As for manufacturing, Mexico hopes to present itself as an attractive manufacturing base for US companies increasingly put off by China’s tough new regulations targeting foreign companies and its poor protection of intellectual property. As a North American Free Trade Agreement (NAFTA) partner, Mexico is a good bet. According to a 2014 report by Boston Consulting Group (BCG), by 2012 the cost of labour in Mexico was no more than in China when Mexico’s higher manufacturing productivity was taken into account. By 2015, BCG expected Mexico to have a cost advantage of almost 30% over China.

President Nieto, therefore, has to look strong on security. He has taken a couple of knocks to his popularity recently; his strategy of playing down the security situation backfired in spectacular fashion in September 2014. He was seen as indifferent when local government officials in collusion with police and drug cartels brutally murdered 43 trainee teachers to widespread national outrage that even dominated the headlines internationally. Later on, there was the whiff of scandal when it emerged the president had had suspicious dealings with a Mexican construction giant, the recipient of several large government contracts, which had allegedly arranged a generous mortgage for the president’s wife on a luxury mansion in Mexico City.

To rescue his fortunes and that of the PRI, president Nieto has no option but to spend his way to re-election. With money markets flush with cash earning paltry interest rates, and Mexico’s better-than-expected credit rating, the country is seen as a healthy investment opportunity that president Nieto is likely to tap into heavily. He has already shown a willingness to do just that. Defence spending increased 72.5% from $4bn in 2006 to $6.9bn in 2014 and is projected to be $11.6bn by 2019. Money is going into aircraft – including manned and unmanned surveillance aircraft, and helicopters for special operations – naval vessels, land and maritime border security and its C2 infrastructure as well as into the development of a national intelligence system.

The roll-out of Safe City projects across the country are also likely to accelerate. These are modelled on the one recently implemented in Mexico City, which has shown impressive results in reducing crime and improving response times and arrests.

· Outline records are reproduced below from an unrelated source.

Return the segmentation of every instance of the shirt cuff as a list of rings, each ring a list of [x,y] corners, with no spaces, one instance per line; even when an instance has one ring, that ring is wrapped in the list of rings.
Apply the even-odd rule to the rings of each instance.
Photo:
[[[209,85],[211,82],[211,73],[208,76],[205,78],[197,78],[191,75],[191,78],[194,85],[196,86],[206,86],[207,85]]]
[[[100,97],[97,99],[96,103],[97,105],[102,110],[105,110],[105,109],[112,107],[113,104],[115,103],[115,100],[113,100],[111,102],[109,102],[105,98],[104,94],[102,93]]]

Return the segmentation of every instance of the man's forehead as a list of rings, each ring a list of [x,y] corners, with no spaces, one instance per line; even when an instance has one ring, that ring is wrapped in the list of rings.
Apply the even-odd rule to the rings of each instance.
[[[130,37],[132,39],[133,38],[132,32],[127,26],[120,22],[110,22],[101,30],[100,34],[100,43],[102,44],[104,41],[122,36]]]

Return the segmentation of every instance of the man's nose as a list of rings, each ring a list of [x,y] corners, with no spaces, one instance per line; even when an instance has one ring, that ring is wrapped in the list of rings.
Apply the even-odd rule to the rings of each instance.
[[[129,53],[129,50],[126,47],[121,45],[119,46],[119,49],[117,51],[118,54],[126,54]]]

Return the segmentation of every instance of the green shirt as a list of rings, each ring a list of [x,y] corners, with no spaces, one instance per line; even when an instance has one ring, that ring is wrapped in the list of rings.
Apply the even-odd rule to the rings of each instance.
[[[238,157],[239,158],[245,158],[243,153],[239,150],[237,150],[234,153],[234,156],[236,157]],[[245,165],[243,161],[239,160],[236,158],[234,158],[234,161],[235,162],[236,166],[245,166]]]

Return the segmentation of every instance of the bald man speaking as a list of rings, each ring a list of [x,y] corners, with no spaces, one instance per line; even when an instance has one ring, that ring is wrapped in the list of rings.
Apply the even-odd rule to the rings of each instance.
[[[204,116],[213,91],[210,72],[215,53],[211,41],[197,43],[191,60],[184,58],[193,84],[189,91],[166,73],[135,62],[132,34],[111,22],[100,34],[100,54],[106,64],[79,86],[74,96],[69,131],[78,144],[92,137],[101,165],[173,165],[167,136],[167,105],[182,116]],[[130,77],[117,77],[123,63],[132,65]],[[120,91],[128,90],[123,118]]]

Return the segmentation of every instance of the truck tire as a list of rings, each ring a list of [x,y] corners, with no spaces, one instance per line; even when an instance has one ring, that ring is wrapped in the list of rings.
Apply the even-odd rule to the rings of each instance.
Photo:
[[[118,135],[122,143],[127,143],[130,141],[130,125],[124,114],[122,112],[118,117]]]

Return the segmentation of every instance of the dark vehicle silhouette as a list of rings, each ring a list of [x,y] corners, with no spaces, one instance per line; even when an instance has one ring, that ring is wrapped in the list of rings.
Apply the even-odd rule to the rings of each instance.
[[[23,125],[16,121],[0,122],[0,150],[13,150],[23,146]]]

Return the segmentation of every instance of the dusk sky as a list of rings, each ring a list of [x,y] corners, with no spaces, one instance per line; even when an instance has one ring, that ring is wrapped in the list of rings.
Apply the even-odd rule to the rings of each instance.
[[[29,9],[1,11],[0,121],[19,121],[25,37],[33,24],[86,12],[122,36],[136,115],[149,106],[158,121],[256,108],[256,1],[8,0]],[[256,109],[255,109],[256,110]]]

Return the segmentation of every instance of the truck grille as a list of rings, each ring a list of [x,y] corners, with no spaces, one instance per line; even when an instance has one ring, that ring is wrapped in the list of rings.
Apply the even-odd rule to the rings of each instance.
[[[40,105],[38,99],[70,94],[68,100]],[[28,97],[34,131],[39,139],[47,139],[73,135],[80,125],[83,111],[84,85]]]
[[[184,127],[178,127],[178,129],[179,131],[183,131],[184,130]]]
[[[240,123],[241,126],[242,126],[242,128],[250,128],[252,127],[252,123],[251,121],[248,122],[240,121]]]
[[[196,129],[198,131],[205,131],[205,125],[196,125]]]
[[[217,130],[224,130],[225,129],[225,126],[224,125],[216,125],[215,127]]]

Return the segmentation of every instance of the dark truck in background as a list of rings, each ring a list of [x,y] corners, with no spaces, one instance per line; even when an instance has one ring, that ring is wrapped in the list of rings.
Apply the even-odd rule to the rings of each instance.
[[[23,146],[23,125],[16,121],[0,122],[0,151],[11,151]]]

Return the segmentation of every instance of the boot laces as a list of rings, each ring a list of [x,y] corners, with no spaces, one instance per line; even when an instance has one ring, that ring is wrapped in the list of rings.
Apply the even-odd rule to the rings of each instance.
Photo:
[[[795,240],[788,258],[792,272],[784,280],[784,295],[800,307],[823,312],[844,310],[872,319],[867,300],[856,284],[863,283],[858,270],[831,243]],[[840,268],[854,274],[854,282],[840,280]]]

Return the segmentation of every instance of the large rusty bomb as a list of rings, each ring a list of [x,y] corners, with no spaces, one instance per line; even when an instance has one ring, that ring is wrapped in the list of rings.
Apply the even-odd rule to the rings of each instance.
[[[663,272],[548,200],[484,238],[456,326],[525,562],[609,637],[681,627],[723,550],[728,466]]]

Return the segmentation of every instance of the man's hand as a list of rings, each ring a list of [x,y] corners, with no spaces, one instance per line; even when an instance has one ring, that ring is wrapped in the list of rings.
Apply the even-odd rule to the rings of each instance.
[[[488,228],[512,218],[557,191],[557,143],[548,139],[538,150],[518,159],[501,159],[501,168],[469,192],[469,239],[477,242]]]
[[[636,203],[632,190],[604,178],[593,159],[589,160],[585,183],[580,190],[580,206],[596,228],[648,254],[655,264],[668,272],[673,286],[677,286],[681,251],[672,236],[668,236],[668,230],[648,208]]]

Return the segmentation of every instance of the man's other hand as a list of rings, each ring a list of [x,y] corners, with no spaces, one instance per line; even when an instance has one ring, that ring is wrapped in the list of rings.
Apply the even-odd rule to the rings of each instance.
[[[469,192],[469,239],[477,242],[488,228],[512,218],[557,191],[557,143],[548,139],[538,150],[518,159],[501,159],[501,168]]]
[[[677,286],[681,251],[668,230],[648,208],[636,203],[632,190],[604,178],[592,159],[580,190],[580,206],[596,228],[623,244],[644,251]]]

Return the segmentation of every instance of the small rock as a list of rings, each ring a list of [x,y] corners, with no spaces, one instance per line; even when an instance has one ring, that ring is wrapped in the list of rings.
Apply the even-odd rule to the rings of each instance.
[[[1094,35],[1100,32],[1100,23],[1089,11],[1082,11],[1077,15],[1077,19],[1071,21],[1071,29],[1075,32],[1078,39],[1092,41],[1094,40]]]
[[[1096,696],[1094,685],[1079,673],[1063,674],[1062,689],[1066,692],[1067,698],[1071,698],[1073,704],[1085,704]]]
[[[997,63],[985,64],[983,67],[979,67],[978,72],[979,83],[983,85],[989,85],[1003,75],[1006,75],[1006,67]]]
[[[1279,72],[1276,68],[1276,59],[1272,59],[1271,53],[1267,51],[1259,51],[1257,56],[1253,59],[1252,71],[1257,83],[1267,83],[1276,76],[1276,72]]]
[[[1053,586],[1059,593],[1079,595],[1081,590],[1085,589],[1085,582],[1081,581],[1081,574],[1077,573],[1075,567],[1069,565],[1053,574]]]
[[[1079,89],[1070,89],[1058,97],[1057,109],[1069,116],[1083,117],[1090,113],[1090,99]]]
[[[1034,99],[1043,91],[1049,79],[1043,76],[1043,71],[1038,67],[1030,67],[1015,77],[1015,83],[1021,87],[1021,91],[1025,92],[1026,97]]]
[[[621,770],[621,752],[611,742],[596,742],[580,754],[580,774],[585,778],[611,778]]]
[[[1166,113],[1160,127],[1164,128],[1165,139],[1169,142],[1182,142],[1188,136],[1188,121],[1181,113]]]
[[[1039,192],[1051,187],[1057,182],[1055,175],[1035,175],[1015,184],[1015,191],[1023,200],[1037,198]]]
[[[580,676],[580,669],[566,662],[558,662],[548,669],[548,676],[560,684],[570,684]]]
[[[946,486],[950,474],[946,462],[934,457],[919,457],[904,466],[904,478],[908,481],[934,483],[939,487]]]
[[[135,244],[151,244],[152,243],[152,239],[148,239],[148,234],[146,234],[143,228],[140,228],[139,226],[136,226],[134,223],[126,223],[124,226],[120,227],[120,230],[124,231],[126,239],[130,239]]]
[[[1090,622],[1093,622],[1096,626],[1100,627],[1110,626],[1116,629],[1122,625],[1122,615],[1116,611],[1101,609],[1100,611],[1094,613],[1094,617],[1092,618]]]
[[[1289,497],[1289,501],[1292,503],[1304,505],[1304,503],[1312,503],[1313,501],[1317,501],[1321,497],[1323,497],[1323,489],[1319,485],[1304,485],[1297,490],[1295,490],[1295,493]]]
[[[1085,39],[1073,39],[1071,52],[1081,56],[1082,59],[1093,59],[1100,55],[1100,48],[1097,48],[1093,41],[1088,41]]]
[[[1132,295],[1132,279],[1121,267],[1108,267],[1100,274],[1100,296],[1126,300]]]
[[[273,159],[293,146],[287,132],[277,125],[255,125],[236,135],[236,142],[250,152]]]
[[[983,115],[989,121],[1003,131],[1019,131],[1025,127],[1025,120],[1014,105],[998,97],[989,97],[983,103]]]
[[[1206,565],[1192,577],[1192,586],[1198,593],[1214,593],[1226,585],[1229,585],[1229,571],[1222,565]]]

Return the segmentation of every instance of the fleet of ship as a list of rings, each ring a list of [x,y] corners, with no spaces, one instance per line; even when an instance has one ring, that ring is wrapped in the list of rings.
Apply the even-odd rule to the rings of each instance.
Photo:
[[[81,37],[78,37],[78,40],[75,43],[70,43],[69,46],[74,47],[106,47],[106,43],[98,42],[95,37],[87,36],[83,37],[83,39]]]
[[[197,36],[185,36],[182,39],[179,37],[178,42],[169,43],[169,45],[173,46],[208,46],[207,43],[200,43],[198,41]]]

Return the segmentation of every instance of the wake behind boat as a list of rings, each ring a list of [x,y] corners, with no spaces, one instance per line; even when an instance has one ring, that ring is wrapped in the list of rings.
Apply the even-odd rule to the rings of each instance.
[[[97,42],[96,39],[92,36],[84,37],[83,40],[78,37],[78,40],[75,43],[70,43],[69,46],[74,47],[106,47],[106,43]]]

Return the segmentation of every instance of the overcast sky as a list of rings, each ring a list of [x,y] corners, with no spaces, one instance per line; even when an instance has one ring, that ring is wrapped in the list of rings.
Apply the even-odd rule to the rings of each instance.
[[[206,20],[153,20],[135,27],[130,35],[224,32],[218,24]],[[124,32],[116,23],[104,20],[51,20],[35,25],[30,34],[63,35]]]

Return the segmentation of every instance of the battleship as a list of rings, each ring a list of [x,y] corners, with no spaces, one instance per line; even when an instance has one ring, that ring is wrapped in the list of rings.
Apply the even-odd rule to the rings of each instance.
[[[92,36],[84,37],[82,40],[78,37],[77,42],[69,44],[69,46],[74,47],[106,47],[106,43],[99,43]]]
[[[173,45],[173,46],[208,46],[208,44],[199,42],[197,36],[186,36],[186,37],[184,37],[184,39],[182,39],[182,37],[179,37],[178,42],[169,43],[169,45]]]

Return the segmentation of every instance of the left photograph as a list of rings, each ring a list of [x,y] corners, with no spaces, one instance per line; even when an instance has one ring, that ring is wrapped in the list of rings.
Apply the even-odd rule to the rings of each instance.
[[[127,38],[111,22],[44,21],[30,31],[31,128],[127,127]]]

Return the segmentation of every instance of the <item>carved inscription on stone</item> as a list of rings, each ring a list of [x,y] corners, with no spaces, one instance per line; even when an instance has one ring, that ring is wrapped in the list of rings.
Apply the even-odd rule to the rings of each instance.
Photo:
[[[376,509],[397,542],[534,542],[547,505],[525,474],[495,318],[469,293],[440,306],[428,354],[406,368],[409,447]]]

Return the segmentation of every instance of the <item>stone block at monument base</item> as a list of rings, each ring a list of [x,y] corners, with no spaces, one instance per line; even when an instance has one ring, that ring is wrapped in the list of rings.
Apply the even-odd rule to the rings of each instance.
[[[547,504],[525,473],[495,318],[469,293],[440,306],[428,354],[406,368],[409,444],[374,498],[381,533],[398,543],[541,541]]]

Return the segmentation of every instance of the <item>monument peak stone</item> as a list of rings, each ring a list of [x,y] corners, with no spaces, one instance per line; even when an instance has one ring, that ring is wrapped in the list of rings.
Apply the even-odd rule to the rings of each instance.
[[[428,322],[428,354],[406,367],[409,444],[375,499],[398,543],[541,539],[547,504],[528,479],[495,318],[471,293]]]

The outcome of Nieto’s efforts are not yet clear; they certainly have not been decisive enough to win an election on the back of just yet. But after a number of false starts over the years the current PRI government is committed to a programme of radical reform and its record on implementation so far is impressive, even if the benefits have yet to trickle down to ordinary Mexicans. One other thing Mexico has going for itself that no other country in Latin America does is its economic integration with the United States. That may count for a lot in the coming years.